What nationalities make up Greenville, SC?
-What about the south (US) in general?
- Anonymous1 decade agoFavorite Answer
Greenville, South Carolina is in the United States of America so the most common nationality in Greenville, S.C. and most of the South is American. I have relatives in Greenville and nearby Spartanburg. Our family, most of the families in South Carolina and most of the families in the South are the descendants of the English, Scots, Welsh, Irish, Germans, Moravians and French Huguenots (who came by way of the Netherlands and the British Isle) who settled there in the 17th and 18th centuries and fought for American Independence. They won the right for us to call ourselves Americans. I am very proud of my ancestors who fought for what they believed in during those years; even the ones who fought on the other side!
If a family was in the South at the time of the War for States Rights (1860-1865) the family was almost certainly there before the Revolution (1776-1782).

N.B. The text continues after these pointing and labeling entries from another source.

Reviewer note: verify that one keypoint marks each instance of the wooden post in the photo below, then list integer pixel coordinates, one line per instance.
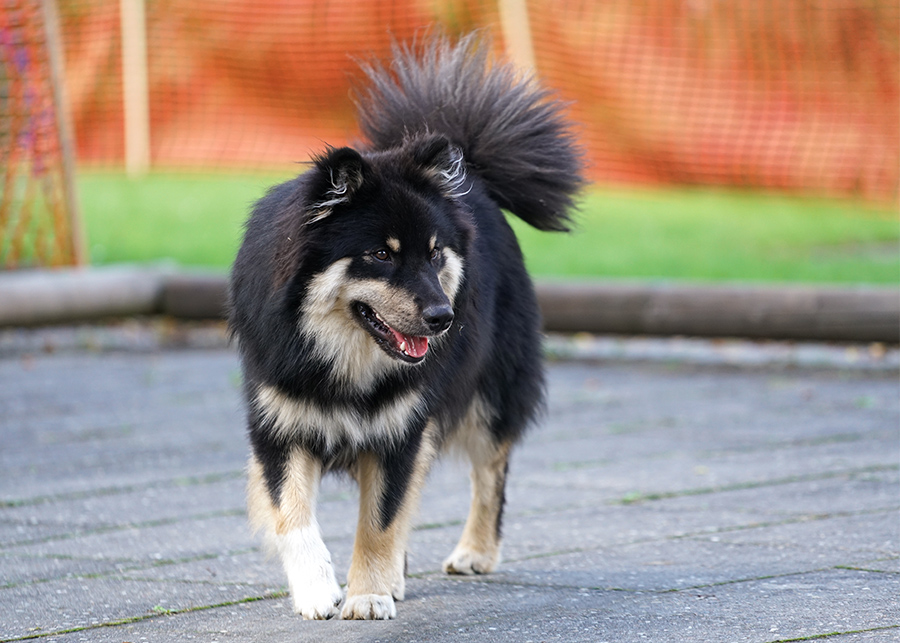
(136, 91)
(64, 130)
(517, 32)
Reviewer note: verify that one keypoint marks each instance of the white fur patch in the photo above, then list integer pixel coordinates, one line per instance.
(369, 606)
(451, 274)
(293, 416)
(337, 337)
(307, 562)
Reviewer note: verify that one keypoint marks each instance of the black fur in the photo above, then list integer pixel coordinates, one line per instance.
(436, 102)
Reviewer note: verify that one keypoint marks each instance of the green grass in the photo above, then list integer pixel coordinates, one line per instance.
(195, 220)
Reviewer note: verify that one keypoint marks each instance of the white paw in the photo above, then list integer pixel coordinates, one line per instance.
(314, 589)
(369, 607)
(467, 561)
(317, 602)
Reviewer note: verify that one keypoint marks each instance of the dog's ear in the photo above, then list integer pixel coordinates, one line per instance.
(337, 175)
(442, 163)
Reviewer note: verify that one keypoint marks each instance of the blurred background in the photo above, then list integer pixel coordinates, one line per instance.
(754, 140)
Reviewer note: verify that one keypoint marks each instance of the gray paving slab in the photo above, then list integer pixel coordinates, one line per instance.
(662, 502)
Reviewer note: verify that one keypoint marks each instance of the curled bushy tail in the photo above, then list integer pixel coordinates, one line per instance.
(511, 131)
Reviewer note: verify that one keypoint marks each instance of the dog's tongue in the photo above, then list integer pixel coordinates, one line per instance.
(410, 344)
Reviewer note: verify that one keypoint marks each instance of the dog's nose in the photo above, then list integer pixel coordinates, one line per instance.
(438, 317)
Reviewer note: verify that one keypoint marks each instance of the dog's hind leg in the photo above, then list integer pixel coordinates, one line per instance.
(389, 488)
(478, 550)
(291, 529)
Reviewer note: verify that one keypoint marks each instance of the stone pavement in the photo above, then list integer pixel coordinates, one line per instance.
(663, 501)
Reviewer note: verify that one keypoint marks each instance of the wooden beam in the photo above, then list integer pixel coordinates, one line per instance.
(517, 32)
(136, 93)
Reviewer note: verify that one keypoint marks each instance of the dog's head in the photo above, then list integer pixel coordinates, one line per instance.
(375, 245)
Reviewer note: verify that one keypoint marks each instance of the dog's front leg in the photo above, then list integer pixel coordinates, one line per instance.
(291, 527)
(389, 492)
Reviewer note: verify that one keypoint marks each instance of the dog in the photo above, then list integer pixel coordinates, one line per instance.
(383, 314)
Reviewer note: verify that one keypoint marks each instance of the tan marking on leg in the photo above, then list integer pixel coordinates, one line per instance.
(478, 550)
(376, 575)
(291, 529)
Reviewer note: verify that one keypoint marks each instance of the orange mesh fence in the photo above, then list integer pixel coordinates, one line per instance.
(36, 218)
(798, 95)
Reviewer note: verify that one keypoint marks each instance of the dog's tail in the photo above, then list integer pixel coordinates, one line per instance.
(512, 133)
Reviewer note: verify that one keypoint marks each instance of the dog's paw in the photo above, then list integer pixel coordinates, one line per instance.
(314, 588)
(369, 607)
(468, 562)
(317, 599)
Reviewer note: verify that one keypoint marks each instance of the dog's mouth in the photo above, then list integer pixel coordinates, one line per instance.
(408, 348)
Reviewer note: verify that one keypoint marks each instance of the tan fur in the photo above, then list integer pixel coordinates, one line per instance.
(478, 550)
(376, 575)
(294, 416)
(337, 336)
(292, 531)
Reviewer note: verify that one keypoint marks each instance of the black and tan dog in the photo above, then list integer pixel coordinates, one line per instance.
(383, 314)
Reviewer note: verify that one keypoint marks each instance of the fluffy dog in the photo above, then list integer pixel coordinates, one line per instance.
(383, 313)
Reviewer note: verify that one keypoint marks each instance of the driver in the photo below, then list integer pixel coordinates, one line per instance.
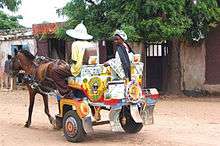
(79, 46)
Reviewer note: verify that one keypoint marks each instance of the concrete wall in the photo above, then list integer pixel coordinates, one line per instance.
(5, 46)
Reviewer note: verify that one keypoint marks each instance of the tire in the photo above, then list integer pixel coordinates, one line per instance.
(129, 125)
(73, 127)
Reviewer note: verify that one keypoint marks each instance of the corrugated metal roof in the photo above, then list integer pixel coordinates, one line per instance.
(13, 34)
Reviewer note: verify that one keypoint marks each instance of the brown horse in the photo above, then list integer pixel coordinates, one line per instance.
(41, 75)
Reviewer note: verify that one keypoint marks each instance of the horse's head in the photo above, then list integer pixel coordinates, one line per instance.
(15, 65)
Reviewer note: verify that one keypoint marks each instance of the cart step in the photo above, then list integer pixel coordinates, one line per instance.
(100, 123)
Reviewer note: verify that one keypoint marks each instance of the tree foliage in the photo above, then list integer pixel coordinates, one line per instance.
(6, 21)
(9, 22)
(12, 5)
(144, 20)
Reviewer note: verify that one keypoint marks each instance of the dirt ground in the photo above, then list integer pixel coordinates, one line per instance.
(178, 121)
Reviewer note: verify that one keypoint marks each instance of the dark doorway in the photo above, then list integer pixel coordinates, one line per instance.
(56, 49)
(156, 66)
(213, 56)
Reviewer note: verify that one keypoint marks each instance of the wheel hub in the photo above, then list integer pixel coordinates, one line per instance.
(71, 126)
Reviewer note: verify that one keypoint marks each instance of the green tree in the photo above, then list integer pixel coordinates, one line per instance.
(144, 20)
(12, 5)
(9, 22)
(6, 21)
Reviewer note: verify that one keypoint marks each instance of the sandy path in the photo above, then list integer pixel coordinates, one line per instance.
(178, 121)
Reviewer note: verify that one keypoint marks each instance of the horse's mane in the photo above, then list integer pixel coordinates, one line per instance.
(28, 54)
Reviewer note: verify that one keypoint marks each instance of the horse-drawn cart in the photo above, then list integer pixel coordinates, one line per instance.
(96, 89)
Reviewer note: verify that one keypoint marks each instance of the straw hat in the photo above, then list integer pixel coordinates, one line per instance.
(79, 32)
(122, 34)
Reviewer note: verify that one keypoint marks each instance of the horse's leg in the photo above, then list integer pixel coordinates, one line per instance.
(32, 94)
(46, 109)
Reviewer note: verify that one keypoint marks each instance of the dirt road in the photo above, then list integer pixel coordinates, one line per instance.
(178, 121)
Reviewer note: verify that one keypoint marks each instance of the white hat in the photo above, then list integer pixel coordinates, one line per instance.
(79, 32)
(122, 34)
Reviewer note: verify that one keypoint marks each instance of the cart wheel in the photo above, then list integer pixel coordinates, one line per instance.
(59, 122)
(72, 127)
(127, 122)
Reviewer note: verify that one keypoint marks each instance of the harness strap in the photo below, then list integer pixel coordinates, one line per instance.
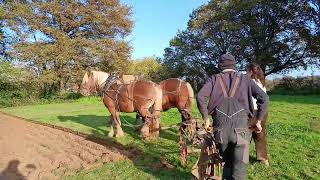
(223, 86)
(235, 86)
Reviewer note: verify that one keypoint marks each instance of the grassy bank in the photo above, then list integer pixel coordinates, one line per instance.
(294, 139)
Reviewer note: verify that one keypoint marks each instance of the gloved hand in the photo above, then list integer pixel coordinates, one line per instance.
(258, 127)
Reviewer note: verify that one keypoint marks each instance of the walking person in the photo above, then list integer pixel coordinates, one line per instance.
(256, 74)
(229, 95)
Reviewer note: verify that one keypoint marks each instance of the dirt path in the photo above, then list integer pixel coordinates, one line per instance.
(32, 151)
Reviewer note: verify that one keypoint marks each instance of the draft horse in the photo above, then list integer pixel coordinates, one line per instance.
(177, 93)
(141, 96)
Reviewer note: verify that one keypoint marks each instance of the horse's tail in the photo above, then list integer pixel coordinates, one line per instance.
(158, 101)
(190, 96)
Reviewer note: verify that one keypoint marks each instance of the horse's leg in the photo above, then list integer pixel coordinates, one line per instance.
(119, 131)
(145, 130)
(185, 116)
(183, 149)
(111, 132)
(156, 113)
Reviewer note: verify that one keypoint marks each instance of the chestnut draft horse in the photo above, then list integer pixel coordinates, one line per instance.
(93, 80)
(144, 97)
(177, 93)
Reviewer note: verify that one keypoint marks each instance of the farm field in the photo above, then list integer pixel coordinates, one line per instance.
(293, 131)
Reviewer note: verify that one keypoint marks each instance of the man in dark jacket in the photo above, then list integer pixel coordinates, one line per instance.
(233, 133)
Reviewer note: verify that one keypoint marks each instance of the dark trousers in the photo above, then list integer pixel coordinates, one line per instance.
(260, 140)
(233, 140)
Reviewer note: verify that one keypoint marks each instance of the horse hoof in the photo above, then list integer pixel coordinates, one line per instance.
(111, 134)
(120, 134)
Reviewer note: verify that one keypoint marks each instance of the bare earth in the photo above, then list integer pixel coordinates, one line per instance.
(32, 151)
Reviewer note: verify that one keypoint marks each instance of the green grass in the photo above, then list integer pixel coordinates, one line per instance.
(293, 138)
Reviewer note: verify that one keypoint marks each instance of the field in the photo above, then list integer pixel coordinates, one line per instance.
(293, 132)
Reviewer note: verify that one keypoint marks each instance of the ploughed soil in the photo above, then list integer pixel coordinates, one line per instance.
(33, 151)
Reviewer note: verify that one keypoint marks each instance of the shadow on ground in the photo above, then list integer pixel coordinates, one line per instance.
(296, 99)
(147, 158)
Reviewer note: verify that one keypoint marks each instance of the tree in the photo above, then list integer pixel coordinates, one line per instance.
(59, 39)
(148, 67)
(274, 34)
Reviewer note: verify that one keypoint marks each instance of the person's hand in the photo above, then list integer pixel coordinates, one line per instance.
(258, 127)
(206, 123)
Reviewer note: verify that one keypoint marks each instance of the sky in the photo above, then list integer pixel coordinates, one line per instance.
(157, 22)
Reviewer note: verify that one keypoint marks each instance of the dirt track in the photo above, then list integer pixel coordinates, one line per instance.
(33, 151)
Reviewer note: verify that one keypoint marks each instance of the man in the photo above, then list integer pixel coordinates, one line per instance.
(229, 95)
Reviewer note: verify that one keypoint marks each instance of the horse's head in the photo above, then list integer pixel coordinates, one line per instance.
(112, 78)
(88, 86)
(193, 131)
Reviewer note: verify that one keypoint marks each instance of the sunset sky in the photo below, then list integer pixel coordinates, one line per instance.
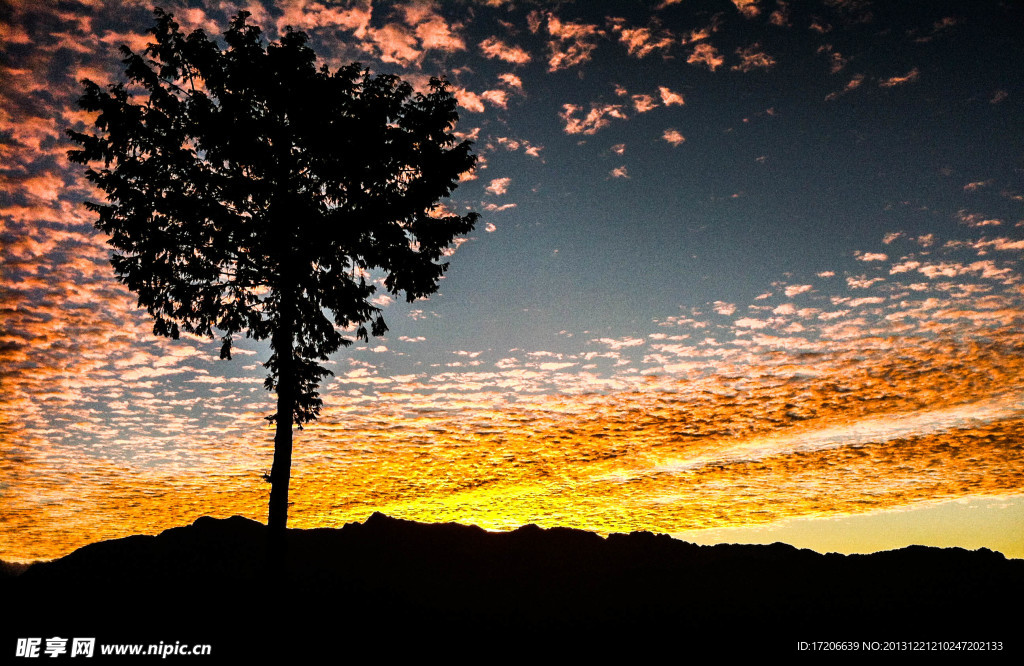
(744, 271)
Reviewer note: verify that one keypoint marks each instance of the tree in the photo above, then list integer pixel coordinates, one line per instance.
(250, 192)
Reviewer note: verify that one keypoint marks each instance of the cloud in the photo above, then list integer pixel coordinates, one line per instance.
(977, 219)
(496, 48)
(670, 98)
(641, 42)
(499, 186)
(780, 15)
(794, 290)
(673, 136)
(432, 30)
(837, 61)
(495, 208)
(599, 116)
(496, 97)
(572, 44)
(852, 84)
(643, 102)
(706, 54)
(753, 57)
(468, 99)
(724, 308)
(909, 77)
(749, 8)
(512, 81)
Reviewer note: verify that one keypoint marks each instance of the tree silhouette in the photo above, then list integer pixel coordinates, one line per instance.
(250, 192)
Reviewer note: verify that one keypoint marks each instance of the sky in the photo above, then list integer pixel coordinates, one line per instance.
(744, 271)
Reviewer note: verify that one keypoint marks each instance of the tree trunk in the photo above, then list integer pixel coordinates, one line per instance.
(281, 472)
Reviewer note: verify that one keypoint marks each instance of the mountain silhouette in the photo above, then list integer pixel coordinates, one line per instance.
(391, 586)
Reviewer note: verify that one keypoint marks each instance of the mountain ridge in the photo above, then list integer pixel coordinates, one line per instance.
(220, 579)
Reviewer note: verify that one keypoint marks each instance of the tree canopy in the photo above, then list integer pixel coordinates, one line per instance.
(250, 192)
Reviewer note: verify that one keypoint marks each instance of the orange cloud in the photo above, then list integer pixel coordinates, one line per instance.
(499, 186)
(706, 54)
(673, 136)
(909, 77)
(599, 116)
(753, 57)
(496, 48)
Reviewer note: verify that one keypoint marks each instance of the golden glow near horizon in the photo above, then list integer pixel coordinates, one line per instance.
(821, 335)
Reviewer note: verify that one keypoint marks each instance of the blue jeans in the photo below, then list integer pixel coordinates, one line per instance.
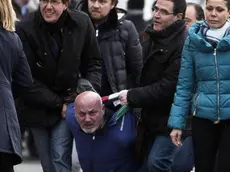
(54, 147)
(160, 158)
(184, 158)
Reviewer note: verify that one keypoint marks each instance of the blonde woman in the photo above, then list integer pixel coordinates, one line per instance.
(13, 69)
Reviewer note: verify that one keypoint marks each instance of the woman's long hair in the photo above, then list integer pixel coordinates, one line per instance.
(7, 15)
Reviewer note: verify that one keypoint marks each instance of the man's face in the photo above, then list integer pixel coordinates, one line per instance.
(90, 115)
(190, 15)
(163, 15)
(99, 9)
(51, 10)
(217, 13)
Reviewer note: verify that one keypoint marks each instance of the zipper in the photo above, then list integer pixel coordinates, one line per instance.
(122, 123)
(196, 100)
(218, 88)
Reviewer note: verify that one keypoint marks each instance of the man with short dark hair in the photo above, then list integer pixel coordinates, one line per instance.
(119, 44)
(194, 12)
(61, 47)
(161, 55)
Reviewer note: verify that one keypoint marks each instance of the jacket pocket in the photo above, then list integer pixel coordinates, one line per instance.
(195, 102)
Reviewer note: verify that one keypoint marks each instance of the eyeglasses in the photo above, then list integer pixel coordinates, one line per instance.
(52, 2)
(162, 12)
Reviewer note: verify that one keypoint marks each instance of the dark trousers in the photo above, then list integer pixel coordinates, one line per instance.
(6, 164)
(210, 139)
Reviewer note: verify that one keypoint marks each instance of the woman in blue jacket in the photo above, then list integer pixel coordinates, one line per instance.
(13, 69)
(204, 83)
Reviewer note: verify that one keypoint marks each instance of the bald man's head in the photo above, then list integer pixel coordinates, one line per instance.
(89, 111)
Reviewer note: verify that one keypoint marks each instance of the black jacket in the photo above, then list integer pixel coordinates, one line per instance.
(13, 69)
(162, 55)
(121, 51)
(54, 79)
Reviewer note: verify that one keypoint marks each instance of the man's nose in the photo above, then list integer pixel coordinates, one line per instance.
(49, 5)
(156, 14)
(213, 12)
(87, 118)
(96, 4)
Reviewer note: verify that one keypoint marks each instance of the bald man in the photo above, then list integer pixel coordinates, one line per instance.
(103, 143)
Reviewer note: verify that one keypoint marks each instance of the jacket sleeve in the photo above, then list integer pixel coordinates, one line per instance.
(183, 95)
(91, 59)
(38, 93)
(22, 75)
(134, 55)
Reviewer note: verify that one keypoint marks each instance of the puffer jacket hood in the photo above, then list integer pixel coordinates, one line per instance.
(201, 44)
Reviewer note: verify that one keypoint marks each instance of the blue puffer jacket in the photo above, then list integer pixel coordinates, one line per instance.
(204, 80)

Edit: Shirley T and I gave you similar info, each in our own way. What we forgot to mention are the people of American nationality around Greenville whose ancestors were from sub Saharan Africa. These Americans have always been an important part of the community in Greenville in S.C. and in the USA. It was a major mistake that we should have forgotten them-probably because none are in our ancestral lines in past 500 years.Source(s): Maps, American history books, family research
- 1 decade ago
Last I checked Greenville was still in the good old US of A. That makes their nationality American. Now there was a time Greenville and every other city in so-called Dixieland didn't want to be a part of the good ole US of A but that was quite a long time ago, even though many of those living there are still proud of the fact and to this day love to hang that stars and bars flag to that cause in the back windows of their pickup trucks, right under their shotgusn. At any rate, they are today none other than Americans.
- Shirley TLv 71 decade ago
I keep think of new things. I would imagine you mean ethnicities. The U.S. State Department defines nationality as citizenship and most dictionaries define it as where you are born. However, this can be confusing as in the U.S. we grant citizenship to persons born here to foreign nationals. Not every country views everyone born in them as a citizen or a national or their country. Nationality has nothing to do with the origin of your ancestors.
The Anglo Saxon people of the American South are usually a blend of English, Scottish, Scotch-Irish, French Huguenot and German. Although Anglo Saxon specifically means English. The Carolinas particularly had a lot of Huguenots coming there during colonial days. The early colonials naturally were English. North Carolina generally had more Germans and Gaels. Anybody with any English lines that goes back to early colonial days in the South,even those of humble means, will usually find gateway ancestors leading them to English royal lines. Now a lot of people might have royal ancestry but it might be so far back their ancestors had fallen off the chart by the time they arrived in the colonies.
Of course today people have moved from north south and vice versa so I would imagine they have had influx of other people. Charleston SC was a major port of immigration at one time.
Before the Civil War South Carolina was one of the wealthiest states in the Union. The port of Charleston was a major U.S. port. North Carolina was one of the poorest as it did not have any areas good for ports and therefore had difficulty with commerce. North Carolina was called by some the "rip van Winkle state."
The 4 southern states were founded as Church of England colonies and generally speaking they were more a little more tolerant of other religious groups in some colonies. However, some in South Carolina colony was a little reluctant to grant rights to people of other faiths.
You mentioned other southern states, Louisiana was a French ruled possession at one time and they had a French settlement in New Orleans in the late 1600s. Then
French Acadians came down in the middle 1700s. So the southern part of Louisiana is French and Cajun French. Also some Spanish and Gael. In the northern part of Louisiana are "redcoats." France gave safe haven into the Louisiana territory for those who supported King George during the American revolution. Many historians felt the battle of New Orleans wasn't necessary. However if Mother England had managed to link up with those people the war would have lasted a lot longer. Some didn't even celebrate the 4th of July untill after WW2.
Texas was ruled by Spain and for 15 years was part of Mexico Spain established a small colony at San Antonio in 1731. At one time about 60% of those of Spanish speaking background were dscendants of those colonist.
Also being close to Mexico Texas has always had a large amount of people immgrating across the border, both legally and illegally. I live n Southeast Texas close to Louisiana and we have a large Cajun population her. We also have always had a large Italian population but no specific caucasian ethnic neighborhoods. In the central part of Texas a lot of the people are German and Czech.